The debate has pitted the university against some local residents, who believe UC Davis should bear sole responsibility for constructing housing to keep up with its enrollment goals. The school plans to add about 6,000 students over the next decade, up from 35,000 today.

Jerry Hallee, 76, a resident of the Rancho Yolo senior mobile home park, is spearheading opposition to the Sterling project, citing concerns about traffic, congestion and noise.

“If you put that many people in proximity to each other, you’re just asking for trouble,” said Hallee, a retired assistant executive vice chancellor at UC Davis. “There needs to be some shared responsibility for new housing. We think the university ought to do more.”

The Fifth Street site is still owned by EMQ FamiliesFirst, which last year changed its name to Uplift Family Services.

In a written statement, a spokeswoman for the organization said it was “working diligently” to resolve the concerns of neighbors. The Davis City Council is expected to vote on the Sterling project in the spring.

Davis’ rental market historically had low vacancy rates, owing to the tremendous demand from students in the college town. But new units have not kept pace with rising enrollment, causing rents to spike. Some students have resorted to doubling up or even occupying living rooms to reduce the financial burden. Others have fled to the nearby cities of Dixon, Woodland and West Sacramento to escape the high prices.

“When you look around, everything is full. It was a big surprise,” said Rafic Hamade, a UC Davis sophomore originally from Clark County, Nev.

Hamade and a roommate pay nearly $1,900 for a two-bedroom apartment. By comparison, in 2009 the average for a two-bedroom unit in the city was $1,226, according to a university report. Figures for 2016 are not yet available.

Hamade said he is unlikely to move out, even if prices go up. Like most of his peers, he finds the convenience of biking or taking a quick bus ride to class a big factor in choosing to stay in Davis.

“The lack of inventory puts a lot of power into the landlords’ hand. There is no competition. There’s no where else to go,” said Doug Ressler, research manager at Yardi Matrix, the real estate research arm of software company Yardi Systems.

Davis has about a 1 percent vacancy rate, which is significantly lower than the 5 percent needed for a healthy marketplace, Ressler added. Yardi Matrix is forecasting a rent increase of 5.5 percent for the city in 2017, which is higher than the national average of 3.9 percent.

The tight supply of apartments is also affecting the city’s single-family housing stock, with landlords buying homes to rent them out to students.
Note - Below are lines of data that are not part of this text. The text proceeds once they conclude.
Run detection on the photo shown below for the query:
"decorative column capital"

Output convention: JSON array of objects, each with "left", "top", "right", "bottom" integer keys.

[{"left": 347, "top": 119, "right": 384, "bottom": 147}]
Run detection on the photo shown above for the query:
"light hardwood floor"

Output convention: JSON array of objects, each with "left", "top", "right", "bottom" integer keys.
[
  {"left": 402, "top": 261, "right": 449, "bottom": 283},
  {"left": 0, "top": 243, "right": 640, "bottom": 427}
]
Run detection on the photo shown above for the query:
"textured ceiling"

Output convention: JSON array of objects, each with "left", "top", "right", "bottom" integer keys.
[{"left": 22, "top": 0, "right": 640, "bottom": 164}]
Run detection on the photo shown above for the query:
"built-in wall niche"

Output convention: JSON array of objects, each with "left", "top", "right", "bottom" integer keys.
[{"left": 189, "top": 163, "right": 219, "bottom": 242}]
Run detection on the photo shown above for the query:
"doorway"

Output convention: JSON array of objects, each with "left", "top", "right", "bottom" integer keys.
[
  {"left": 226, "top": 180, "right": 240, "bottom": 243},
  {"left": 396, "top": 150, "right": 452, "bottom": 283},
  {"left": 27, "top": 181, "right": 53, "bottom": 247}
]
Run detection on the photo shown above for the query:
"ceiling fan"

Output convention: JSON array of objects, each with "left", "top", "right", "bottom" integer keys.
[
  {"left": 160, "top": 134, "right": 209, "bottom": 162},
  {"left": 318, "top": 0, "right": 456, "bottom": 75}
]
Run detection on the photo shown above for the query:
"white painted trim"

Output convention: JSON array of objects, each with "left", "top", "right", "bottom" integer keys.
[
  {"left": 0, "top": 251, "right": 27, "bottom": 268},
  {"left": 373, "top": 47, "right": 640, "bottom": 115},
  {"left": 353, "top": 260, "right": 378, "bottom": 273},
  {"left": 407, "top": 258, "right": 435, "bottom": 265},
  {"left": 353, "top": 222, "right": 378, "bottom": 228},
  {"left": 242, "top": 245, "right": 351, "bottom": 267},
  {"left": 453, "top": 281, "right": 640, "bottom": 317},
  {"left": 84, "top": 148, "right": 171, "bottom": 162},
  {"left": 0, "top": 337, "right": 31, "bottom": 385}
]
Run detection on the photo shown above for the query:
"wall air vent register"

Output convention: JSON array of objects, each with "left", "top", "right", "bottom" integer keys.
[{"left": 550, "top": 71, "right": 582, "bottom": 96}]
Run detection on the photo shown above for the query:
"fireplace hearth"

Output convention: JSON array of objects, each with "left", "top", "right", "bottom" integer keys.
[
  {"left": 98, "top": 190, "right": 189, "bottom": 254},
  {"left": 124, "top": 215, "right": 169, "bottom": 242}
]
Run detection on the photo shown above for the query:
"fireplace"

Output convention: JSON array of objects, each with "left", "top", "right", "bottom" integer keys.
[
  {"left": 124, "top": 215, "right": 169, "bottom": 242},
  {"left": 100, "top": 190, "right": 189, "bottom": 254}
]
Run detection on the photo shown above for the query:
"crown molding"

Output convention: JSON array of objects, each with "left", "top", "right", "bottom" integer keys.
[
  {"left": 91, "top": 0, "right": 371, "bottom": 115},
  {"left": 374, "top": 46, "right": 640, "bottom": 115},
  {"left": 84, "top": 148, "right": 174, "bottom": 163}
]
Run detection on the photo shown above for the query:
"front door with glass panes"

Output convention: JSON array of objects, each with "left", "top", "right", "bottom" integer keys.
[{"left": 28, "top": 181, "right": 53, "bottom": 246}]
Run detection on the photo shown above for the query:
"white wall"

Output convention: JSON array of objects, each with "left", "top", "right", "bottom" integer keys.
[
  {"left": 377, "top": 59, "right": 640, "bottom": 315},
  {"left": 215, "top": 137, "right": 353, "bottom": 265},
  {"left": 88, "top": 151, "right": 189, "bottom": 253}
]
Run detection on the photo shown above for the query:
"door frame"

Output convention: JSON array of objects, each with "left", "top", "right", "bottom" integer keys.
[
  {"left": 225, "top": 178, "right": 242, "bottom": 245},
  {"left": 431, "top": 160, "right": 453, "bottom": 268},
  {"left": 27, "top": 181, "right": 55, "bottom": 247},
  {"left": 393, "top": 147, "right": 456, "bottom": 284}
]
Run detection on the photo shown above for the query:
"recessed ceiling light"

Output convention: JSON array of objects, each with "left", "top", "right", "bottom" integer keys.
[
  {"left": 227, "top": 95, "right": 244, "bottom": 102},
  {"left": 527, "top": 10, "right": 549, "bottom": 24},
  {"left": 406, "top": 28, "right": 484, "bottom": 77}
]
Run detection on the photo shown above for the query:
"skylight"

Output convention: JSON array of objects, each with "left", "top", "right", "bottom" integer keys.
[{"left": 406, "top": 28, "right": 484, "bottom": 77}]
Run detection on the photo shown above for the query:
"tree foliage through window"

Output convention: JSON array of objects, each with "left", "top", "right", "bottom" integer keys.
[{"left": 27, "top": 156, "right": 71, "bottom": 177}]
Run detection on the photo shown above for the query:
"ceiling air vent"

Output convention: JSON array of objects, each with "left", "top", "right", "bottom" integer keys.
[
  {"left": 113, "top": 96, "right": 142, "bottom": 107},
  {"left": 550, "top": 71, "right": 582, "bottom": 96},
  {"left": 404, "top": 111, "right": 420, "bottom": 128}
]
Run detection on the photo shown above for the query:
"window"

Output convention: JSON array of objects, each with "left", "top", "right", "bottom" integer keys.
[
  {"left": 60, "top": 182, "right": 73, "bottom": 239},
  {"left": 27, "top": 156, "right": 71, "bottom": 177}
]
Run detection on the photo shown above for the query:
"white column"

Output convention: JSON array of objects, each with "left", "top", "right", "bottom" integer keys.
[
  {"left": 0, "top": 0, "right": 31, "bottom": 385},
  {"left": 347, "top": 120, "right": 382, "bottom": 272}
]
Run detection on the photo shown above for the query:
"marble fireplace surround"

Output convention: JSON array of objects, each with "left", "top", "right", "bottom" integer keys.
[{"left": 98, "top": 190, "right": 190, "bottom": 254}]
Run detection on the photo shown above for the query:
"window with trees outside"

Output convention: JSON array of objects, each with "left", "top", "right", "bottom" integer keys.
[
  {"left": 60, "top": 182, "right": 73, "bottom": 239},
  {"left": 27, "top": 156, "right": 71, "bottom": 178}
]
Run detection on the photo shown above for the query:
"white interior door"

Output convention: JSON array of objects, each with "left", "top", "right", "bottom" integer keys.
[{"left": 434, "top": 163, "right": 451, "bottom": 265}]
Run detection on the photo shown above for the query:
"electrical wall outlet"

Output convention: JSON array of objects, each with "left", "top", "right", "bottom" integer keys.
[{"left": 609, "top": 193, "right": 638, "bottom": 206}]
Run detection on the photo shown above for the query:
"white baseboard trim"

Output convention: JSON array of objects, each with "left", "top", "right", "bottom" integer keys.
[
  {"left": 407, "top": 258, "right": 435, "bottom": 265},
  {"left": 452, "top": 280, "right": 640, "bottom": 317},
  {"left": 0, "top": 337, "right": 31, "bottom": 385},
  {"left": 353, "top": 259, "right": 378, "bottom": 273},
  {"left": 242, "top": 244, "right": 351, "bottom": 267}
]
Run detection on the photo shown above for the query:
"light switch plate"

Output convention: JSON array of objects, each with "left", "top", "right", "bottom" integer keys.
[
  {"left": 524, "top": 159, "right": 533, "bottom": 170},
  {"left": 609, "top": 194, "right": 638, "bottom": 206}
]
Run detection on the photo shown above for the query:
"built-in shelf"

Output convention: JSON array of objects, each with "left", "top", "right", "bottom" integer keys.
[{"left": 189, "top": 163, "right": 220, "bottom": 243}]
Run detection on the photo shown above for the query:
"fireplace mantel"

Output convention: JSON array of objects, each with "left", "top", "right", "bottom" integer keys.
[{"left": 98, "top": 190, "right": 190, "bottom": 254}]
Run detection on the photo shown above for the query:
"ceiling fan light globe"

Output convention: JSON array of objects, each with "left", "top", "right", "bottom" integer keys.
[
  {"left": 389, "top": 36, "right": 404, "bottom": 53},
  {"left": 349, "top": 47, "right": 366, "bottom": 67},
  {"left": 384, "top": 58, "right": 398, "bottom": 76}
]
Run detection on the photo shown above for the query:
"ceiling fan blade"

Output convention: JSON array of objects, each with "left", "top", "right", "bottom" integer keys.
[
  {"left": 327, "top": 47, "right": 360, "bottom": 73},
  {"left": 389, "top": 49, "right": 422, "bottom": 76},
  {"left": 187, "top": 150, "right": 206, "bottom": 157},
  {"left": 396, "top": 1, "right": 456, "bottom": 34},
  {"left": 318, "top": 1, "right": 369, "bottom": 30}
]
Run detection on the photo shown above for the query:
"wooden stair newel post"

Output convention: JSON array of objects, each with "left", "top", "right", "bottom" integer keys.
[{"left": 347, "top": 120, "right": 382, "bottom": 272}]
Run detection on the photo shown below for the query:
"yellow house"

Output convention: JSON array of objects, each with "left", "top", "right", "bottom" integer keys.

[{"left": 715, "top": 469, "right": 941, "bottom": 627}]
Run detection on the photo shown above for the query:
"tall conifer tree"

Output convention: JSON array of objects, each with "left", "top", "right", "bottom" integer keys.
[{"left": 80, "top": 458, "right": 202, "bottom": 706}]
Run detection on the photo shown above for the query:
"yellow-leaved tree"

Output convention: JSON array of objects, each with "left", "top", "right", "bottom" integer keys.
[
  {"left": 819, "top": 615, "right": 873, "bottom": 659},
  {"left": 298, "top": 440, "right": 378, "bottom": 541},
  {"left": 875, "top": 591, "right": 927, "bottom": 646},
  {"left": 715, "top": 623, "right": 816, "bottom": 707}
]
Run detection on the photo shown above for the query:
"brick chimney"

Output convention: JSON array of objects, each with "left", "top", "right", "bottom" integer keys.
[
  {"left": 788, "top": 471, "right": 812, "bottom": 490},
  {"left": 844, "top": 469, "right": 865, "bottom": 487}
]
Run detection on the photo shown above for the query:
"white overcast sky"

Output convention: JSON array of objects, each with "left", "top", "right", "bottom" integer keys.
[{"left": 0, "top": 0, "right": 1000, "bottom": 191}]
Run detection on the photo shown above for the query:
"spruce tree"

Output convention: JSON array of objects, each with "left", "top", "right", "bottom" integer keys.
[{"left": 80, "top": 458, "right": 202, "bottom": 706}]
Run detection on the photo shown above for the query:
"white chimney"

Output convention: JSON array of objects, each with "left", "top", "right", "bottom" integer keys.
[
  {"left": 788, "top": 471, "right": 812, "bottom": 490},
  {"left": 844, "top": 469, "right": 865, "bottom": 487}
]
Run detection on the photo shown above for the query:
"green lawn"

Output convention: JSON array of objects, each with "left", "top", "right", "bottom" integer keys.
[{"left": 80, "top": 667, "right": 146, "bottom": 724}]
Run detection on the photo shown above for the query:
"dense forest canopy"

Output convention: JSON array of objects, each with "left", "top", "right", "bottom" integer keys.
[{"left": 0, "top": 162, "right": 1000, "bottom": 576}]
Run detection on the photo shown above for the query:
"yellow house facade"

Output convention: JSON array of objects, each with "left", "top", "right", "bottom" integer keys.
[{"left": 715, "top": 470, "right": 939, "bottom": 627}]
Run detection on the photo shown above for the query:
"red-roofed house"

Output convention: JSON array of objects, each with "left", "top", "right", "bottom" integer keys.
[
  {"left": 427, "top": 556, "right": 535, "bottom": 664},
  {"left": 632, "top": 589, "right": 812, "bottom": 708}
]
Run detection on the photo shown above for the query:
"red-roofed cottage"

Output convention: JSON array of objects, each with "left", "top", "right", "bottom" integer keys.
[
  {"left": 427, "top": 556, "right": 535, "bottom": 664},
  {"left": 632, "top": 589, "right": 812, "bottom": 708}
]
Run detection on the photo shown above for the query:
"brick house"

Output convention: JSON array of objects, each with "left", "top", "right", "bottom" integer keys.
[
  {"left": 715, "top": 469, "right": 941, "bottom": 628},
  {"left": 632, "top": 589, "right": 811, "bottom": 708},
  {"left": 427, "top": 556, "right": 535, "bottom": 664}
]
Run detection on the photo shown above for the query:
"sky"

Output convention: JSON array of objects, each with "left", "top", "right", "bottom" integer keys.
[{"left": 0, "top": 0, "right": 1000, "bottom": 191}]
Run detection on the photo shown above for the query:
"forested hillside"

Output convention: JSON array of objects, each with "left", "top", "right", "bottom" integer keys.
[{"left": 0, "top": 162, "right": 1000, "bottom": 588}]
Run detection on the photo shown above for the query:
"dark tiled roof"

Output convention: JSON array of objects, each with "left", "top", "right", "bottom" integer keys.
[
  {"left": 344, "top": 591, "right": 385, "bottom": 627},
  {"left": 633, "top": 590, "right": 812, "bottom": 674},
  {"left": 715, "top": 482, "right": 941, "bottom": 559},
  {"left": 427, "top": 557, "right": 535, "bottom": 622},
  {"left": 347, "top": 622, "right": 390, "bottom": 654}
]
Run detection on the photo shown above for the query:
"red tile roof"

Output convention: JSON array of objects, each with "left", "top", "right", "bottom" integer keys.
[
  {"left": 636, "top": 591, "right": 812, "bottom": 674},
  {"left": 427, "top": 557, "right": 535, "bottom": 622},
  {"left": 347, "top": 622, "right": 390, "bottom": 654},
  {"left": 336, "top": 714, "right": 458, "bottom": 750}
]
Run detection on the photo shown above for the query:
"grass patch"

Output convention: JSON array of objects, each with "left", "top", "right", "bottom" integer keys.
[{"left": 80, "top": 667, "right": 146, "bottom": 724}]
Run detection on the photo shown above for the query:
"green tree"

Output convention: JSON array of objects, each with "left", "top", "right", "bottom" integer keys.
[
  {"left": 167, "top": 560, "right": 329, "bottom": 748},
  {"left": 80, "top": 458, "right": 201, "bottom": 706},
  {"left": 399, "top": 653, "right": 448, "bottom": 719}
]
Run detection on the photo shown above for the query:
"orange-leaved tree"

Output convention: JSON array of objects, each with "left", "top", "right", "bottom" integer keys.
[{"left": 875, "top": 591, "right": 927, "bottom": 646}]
Neighbors have complained about excessive trash, noise and congestion from the added traffic.

“Down the street, there is a student house. They must have six people in there,” said Mike Phillips, a longtime resident. “In most neighborhoods, parking is a freebie. Now, there are cars everywhere.”

Mayor Robb Davis noted that people were being pushed out and now having to commute in, which is contrary to the city’s environmental values.

“You begin to get speculative purchases of property that are turned into mini-dorms,” he said. “That’s not the intent of single-family housing stock.”

The Davis City Council sent a letter to UC Davis last month asking the university to add more housing to its Long Range Development Plan, which will be updated in the coming months.

UC Davis has tried to cushion the rent hikes by renegotiating an agreement with the privately run West Village on-campus apartments to allow students to double up in 624 rooms effective this school year. There is no word on how many took up the offer in a community where one-bedroom apartments go for $2,000.

“If students felt compelled to save a little money, they could share a room,” said campus planner Lucas Griffith. “We count that as net-new student housing, although it was a lease negotiation.”